Can loaning your car to a drunk driver result in liability if the driver injures someone in an accident? The answer, surprisingly, is not necessarily, at least according to a recent decision by a New Jersey trial court in the case of Vaidyanathan v. Martinez.
On the night of April 29, 2012, Vanessa Martinez asked Joaquin Martinez to use her car to drive to her father’s house to pick up her daughter and return her home in Newark. Joaquin had already been drinking, though Vanessa stated in court that she was unaware of this. On his way to the father’s house, he bought a bottle of scotch and continued to drink. He was so intoxicated by the time he reached the father’s house that the father refused to allow Vanessa’s daughter to get in the car. On his way back to Newark, Joaquin rear-ended a car belonging to Ranjani Vaidyanathan, who sued both Joaquin and Vanessa for injuries stemming from the accident.
Vanessa, it was argued, should have been liable for the injuries caused by Joaquin because she had given Joaquin permission to act as her agent by loaning her car to him and instructing him to pick up her daughter. Vanessa, on the other hand, argued that she was not liable because she had given him permission only to pick up her daughter, and did not authorize him to purchase liquor on his way to pick up the child.

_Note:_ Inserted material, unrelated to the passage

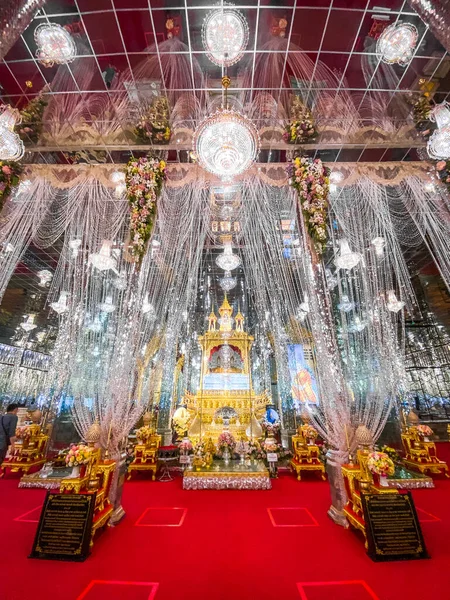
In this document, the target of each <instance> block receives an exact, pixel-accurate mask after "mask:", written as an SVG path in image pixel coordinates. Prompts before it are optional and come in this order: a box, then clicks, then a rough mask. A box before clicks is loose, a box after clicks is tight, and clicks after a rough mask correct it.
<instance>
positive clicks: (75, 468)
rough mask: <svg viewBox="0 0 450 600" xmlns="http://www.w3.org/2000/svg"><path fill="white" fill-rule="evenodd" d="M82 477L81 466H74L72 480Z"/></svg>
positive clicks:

The court ultimately sided with Vanessa. The judge ruled that there “was no evidence that Joaquin was authorized to make any other trip,” and that when Joaquin consumed enough scotch to render him legally intoxicated he “exceeded the scope of his authority and failed to accomplish Vanessa’s errand, thus terminating the agency relationship.” As a result, it appears that liability will not be found where a person loans his or her car to a driver who becomes intoxicated, at least in instances where the person does not know of the intoxication.